No, only you can change your will. There can be just one situation when another person is permitted to intervene. If you are physically unable to sign your will, a 3rd party is permitted to do it in your stead yet only with you present.

Can a signed, typewritten last will be revised in Nebraska?

Yes, this can be done.

In Nebraska, if you have not entered into an agreement saying otherwise, you’re allowed to repeal or alter your last will and testament at any moment.

It is recommended to amend your last will if a major event takes place in your life. These include but are not limited to:

  • A child has been adopted or born
  • Marriage or divorce
  • Purchasing or selling real estate
  • Your money situation has changed greatly

What are the consequences of losing a last will?

Nebraska law indicates that a will can be accepted in case it is lost or damaged. But, the probate court will be unlikely to take anything except for the original of the last will to probate.

As outlined by Nebraska law, the absence of the will can be assumed as its repeal. This implies that the executor must provide evidence of the last will and testament’s legality, which may be found to be rather complicated.

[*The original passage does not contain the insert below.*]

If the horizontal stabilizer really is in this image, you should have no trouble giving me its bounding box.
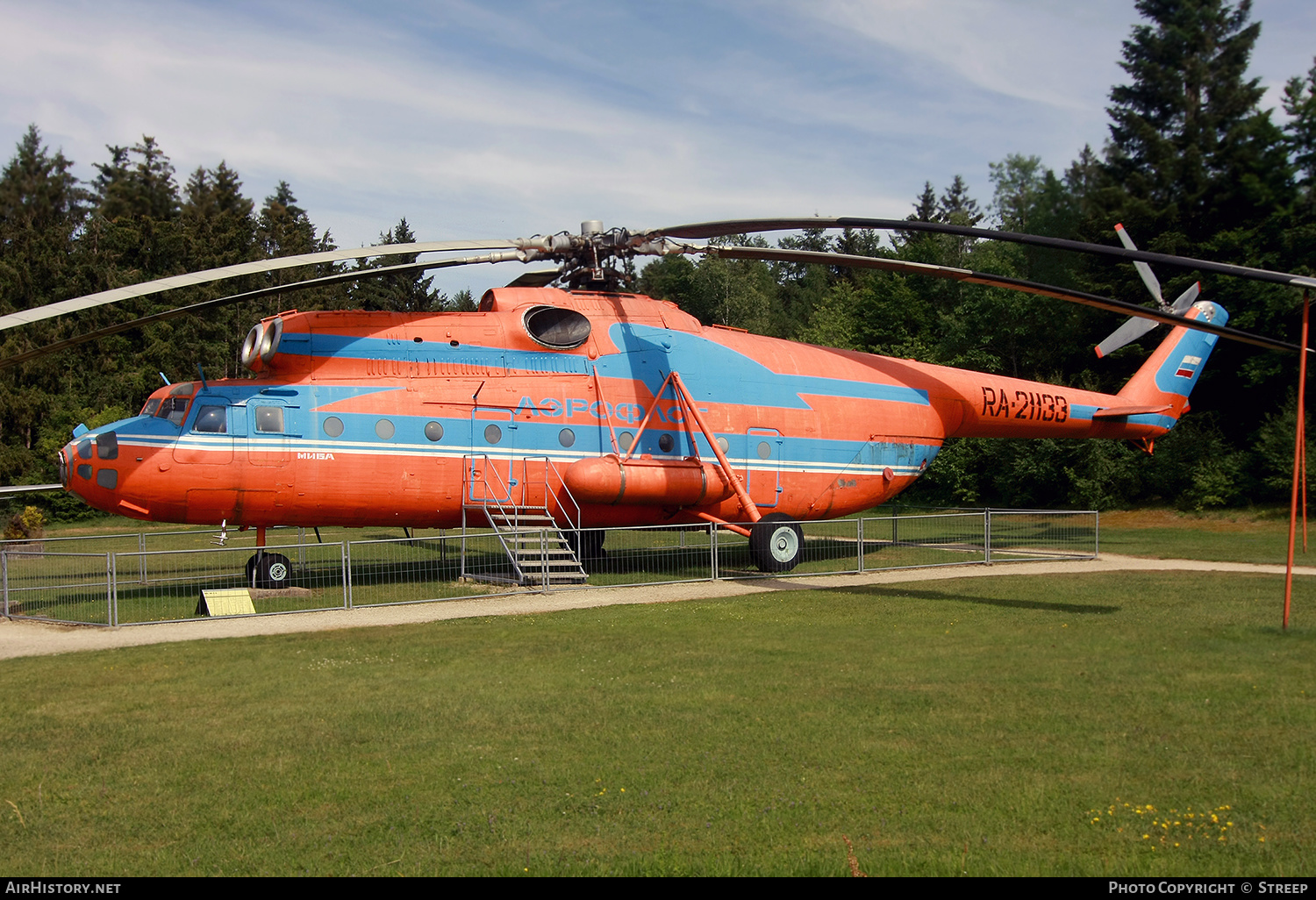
[1092,404,1170,418]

For holographic wills, the process may be more difficult as sworn witnesses and testimony are demanded. In addition, you are also to provide proof of the actual reason why the will and its elements cannot be produced in a way that will also ensure it wasn’t revoked.

How can a disadvantaged individual sign his or her last will and testament?

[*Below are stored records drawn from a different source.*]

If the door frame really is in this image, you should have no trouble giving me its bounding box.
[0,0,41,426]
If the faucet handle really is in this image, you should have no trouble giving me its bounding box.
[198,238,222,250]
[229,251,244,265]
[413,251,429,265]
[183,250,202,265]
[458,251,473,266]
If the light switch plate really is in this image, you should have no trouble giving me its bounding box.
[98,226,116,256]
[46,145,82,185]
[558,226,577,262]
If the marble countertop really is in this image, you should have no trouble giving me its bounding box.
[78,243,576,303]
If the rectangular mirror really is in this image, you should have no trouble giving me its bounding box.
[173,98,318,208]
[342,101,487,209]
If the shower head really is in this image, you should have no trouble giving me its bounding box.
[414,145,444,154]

Just per your instruction and with you present can another person sign your last will and testament (See Nebraska Estate Code). The testator can express their last wishes in a verbal manner, by responding positively to a question, or by a gesture.

You may have a notary public sign the name of a testator who is physically unable to do it in case the testator instructs the notary in the presence of a witness. This witness is chosen much the same way someone would decide on an executor – they must have no legal or equitable interest in any assets that are the focus of or impacted by the last will and testament.

Related documents Cases when you may want to create one
Codicil You wish to make a single or several slight alterations to your will.
Self-proving affidavit You want to save time and legal fees for your will’s witnesses.
Living will You want to specify what heath care treatment you prefer if you cannot express that by yourself.
Living trust You would like to deal with your end-of-life matters without probate.
Published: Sep 17, 2020
Mara Erlach
Mara Erlach
Writer & Attorney
Mara has been practicing estate planning and trust law in California since 2003, taking pride in helping clients of all backgrounds and asset profiles form a complete and customized estate plan. Her specialties are: estate planning, wills and trusts, trust and probate administration.